For a family of 4 or 5, how many avoided restaurant meals does it take to save $350/month? No, it's not going to work if you're replacing dollar-menu fast food restaurant meals with fillet mignon cooked at home....but good, healthy home meals cooked from basic ingredients are remarkably inexpensive relative to most restaurant faire.
Now, keep in mind that same robot can also potentially do the laundry and put the clothes away after. Mow the lawn. Trim the trees. Wash the cars. Make the beds. Dust the house. Vacuum. Clean the windows and mirrors. Scrub the toilets. And, of course, "etc." so you can maybe think of some chore that you either don't enjoy doing, or that you might currently pay for as a service.
Of course this is all "first world" stuff. No starving family living in a dirt floor hut is going to get one of these bots...but maybe in this same far future, we won't have so many suffering people in the world.

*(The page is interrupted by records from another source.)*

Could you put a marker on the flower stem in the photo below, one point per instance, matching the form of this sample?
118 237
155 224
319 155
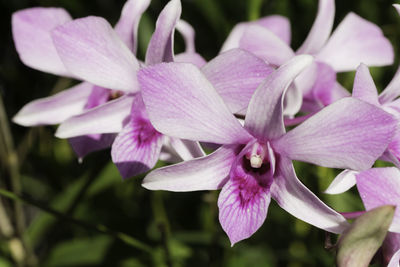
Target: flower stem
161 218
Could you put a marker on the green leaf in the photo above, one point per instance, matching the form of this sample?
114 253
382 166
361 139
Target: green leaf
359 243
78 252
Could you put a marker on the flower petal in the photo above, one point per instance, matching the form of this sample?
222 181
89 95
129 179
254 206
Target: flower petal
189 57
182 103
364 87
127 25
186 149
55 109
378 187
235 75
266 45
107 118
321 28
264 116
83 145
343 182
391 91
92 50
356 40
278 25
160 48
394 261
299 201
348 134
391 249
137 147
187 31
31 32
242 212
205 173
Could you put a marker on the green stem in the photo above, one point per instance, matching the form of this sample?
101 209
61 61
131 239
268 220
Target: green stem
127 239
161 218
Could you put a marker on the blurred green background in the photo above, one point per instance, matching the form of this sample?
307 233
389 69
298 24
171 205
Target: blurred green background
98 212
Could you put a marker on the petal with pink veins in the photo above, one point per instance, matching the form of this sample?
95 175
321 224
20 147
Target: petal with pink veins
93 51
235 75
356 40
378 187
137 147
242 208
299 201
332 138
264 118
364 87
182 103
266 45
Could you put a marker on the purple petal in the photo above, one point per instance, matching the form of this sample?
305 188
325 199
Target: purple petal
189 57
266 45
364 87
278 25
97 97
235 75
242 210
356 40
321 28
187 31
378 187
182 103
128 23
83 145
31 32
92 50
107 118
186 150
292 101
55 109
348 134
137 147
394 261
391 249
205 173
299 201
160 48
264 117
324 85
343 182
391 91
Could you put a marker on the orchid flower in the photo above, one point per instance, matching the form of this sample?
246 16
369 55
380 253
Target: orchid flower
32 37
254 162
102 59
377 187
364 89
355 40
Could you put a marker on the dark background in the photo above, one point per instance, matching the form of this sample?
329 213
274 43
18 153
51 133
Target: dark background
185 223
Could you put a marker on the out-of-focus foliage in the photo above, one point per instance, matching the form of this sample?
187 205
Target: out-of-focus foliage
182 229
359 243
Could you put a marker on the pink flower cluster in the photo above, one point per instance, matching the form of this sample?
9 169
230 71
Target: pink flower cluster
239 103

My examples also rely on some sort of an idealized group (family, friends, whatever) that lives together. Obviously, this robot has zero value to somebody that lives alone and is perfectly happy with a filthy living space while they game all day and subsist on energy drinks, chips, and multivitamines.
And of course, this is just personal use...since that's what the above conversation was about. Businesses will order up robots to fill many roles. Even just sticking to the "daily food" subject, restaurants would similarly replace waitstaff, cooks, and the cleaning crew with robots.
And since it gets brought up repeatedly...yes, robots replacing people at jobs might put many people out of work...but Elon has long pointed out that the definition of an economy would necessarily change, and something like "Universal Basic Income" will likely be needed. But, again, far future imagining here. The fact that today's political scene would implode isn't the point.